Nissan takes intelligent transport system to the streets

Nissan Motor Co. is to run a large-scale test of an intelligent transport system (ITS) that integrates cellular communications with vehicle telematics to help prevent pedestrian-related accidents.

The pilot project will be conducted in Atsugi, Japan, for a two-month period from November 1 to December 27, in collaboration with NTT DoCoMo, the country's largest mobile network operator.

Nissan says it will be the first experiment on this scale, involving 500 pedestrians and 200 drivers.
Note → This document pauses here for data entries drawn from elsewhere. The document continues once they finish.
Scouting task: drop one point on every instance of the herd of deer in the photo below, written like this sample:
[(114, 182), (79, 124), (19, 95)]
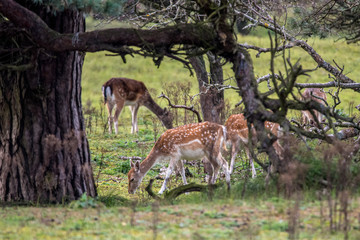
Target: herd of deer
[(192, 141)]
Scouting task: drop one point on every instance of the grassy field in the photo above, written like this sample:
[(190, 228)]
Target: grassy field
[(252, 210)]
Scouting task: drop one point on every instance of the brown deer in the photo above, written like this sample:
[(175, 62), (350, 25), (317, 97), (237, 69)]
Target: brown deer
[(190, 142), (313, 94), (120, 92), (238, 134)]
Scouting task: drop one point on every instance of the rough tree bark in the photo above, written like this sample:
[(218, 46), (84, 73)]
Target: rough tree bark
[(44, 154), (211, 100)]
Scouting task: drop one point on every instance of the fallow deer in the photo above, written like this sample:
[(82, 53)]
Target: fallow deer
[(120, 92), (238, 134), (318, 95), (190, 142)]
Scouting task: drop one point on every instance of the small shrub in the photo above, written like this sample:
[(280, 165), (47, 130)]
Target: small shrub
[(84, 202)]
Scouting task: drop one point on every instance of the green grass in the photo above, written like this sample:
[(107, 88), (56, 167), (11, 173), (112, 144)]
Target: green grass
[(259, 212), (98, 68)]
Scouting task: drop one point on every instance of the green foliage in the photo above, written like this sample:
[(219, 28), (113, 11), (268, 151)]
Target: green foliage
[(84, 202), (122, 167), (108, 7)]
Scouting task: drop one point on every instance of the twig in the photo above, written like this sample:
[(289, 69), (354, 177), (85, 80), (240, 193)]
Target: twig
[(191, 108)]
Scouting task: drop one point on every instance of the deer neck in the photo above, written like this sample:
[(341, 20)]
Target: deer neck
[(153, 106)]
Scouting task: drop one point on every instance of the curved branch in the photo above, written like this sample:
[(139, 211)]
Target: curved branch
[(162, 95), (304, 45), (112, 40)]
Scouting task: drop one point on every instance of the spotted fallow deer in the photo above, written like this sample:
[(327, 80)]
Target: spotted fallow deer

Participants will use a special cellphone that is compatible with the Nissan navigation system in the test vehicles, and will simply go about their regular daily routines, commuting within the neighbourhood.
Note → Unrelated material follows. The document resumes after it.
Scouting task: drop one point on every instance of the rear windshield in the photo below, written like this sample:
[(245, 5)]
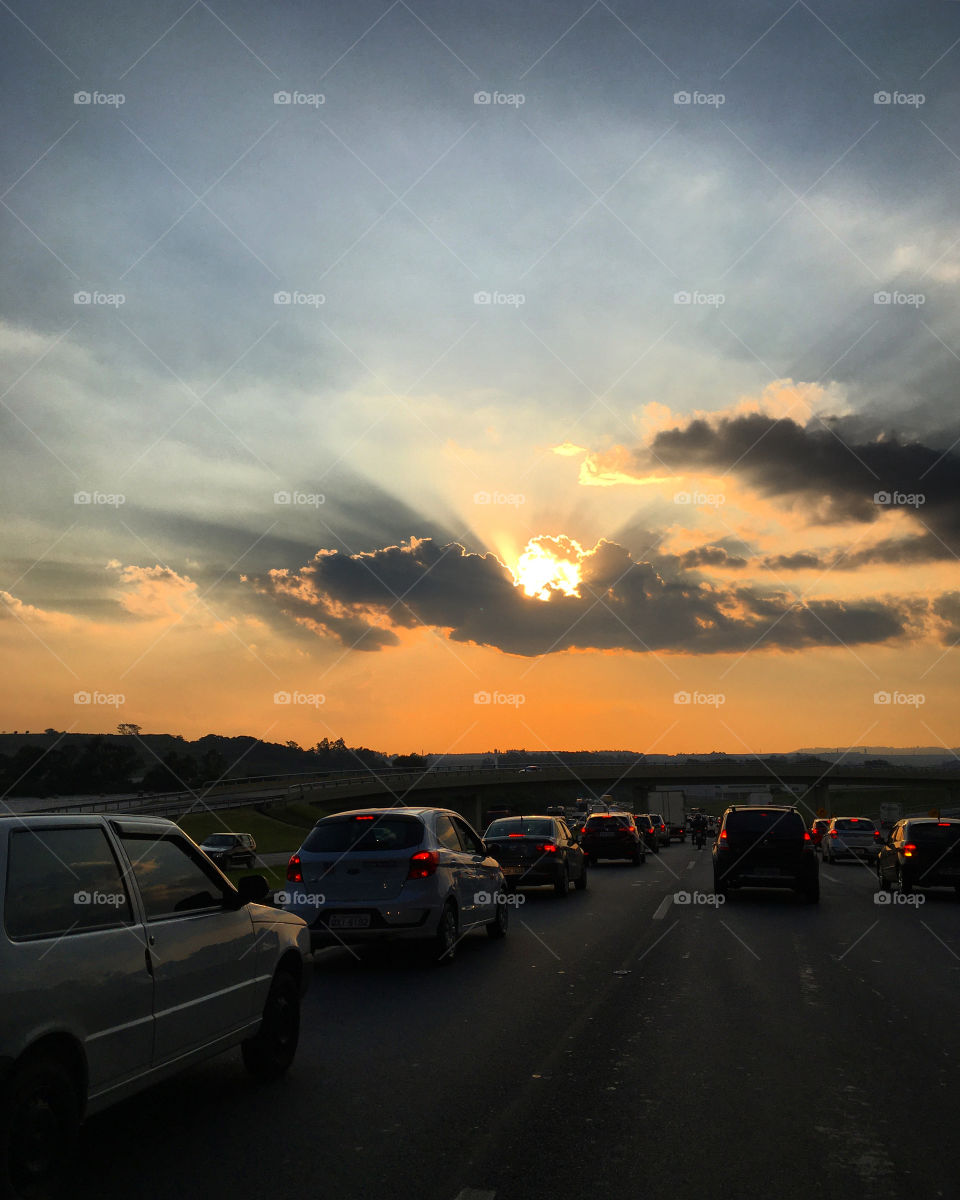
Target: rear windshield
[(529, 827), (615, 821), (934, 834), (364, 833), (755, 821)]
Nissan first began the basic test of the system in April 2007. By conducting a large-scaled community-based trial with real-world data-tracking, the company is moving beyond the initial basic testing towards a commercially-viable system.

The way the system works is that when a vehicle is approaching a residential city area where many blind intersections exist, the driver can be alerted of a pedestrian hidden around the corner, by voice message and screen display via the navigation system. This is possible as the information server detects GPS data transmitted from the pedestrian's cellphone and sends it to the vehicle navigation system, which then triggers the alert. The system assists the driver to take precautionary measures and drive more carefully, which can help to reduce pedestrian-vehicle collisions.

The pilot aims to achieve two objectives: to verify the effectiveness of the system in changing driver behaviour and to optimise the data-processing logic.